The consensus view of UDRP panels is that the burden of proof in establishing no rights or legitimate interests in respect of a domain name rests with the complainant in as far as making out a prima facie case that the respondent lacks rights or legitimate interests. Once such prima facie case is made, the burden of production shifts to the respondent (see section 2.1 of the WIPO Overview 3.0).
In the present case, the Complainant has established prima facie that the Respondent has no rights or legitimate interests in respect of the disputed domain name. By not submitting a response, the Respondent has failed to overturn such prima facie case and has also failed to invoke any of the defenses as set out in paragraph 4(c) of the Policy.
The Respondent’s use of the disputed domain name does not constitute a legitimate noncommercial or fair use within the view of paragraph 4(c)(iii) of the Policy because, among others, the disputed domain name is redirected to a commercial website publishing the Complainant’s figurative trademarks and official images, claiming to be the Complainant’s official online store, and offering for sale FENDI branded products, which the Complainant alleges are likely counterfeited. In the circumstances the Panel is satisfied that the Respondent is making a commercial gain, or at least sought to make it, by deceptively attracting Internet users to a supposed FENDI online shop.
Accordingly, the Panel finds that the Respondent has no rights or legitimate interests in respect of the disputed domain name.
C. Registered and Used in Bad Faith
To fulfill the third requirement, the Complainant must prove that the disputed domain name was registered and is being used in bad faith.
In order to assess whether the Respondent registered and uses the disputed domain name in bad faith, paragraph 4(b) of the Policy provides examples constituting evidence of bad faith, which includes the following:
“(iv) by using the domain name, the respondent has intentionally attempted to attract, for commercial gain, Internet users to his website or other on line location, by creating a likelihood of confusion with the complainant’s mark as to the source, sponsorship, affiliation, or endorsement of the said website location or of a product or service on that website location.”
The Panel notes that the trademark FENDI was registered and extensively used worldwide long before the disputed domain name was registered. Therefore, the Respondent is most likely to have known of the Complainant, its products and trademarks prior to registering the disputed domain name. Registration in bad faith can be inferred under such circumstances.
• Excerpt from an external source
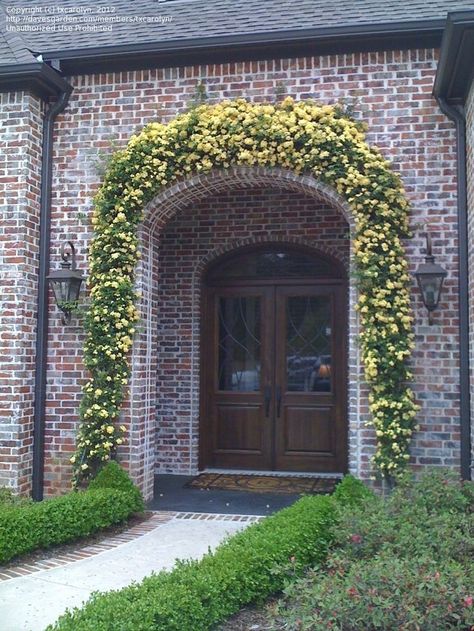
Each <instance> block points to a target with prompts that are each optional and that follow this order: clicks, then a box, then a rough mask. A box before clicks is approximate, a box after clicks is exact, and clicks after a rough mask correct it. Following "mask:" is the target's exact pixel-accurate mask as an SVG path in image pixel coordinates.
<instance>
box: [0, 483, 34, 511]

The Panel further notes and accepts the Complainant’s contention that at the disputed domain name the Respondent offers for sale unauthorized items bearing the Complainant’s FENDI trademarks, holding itself as the “Fendi official online store”, thereby taking unfair advantage of the reputation of the Complainant’s trademark, and uses the Complainant’s official advertising images with the intention to create confusion regarding the Complainant’s affiliation, sponsorship, or endorsement of the Respondent’s website and the products offered on that website (see paragraph 4(b)(iv) of the Policy as quoted above).
Therefore, the Panel finds that the Respondent registered and is using the disputed domain name in bad faith. The third requirement of the Policy has been met.
For the foregoing reasons, in accordance with paragraphs 4(i) of the Policy and 15 of the Rules, the Panel orders that the disputed domain name, <jpfendishop.com>, be transferred to the Complainant.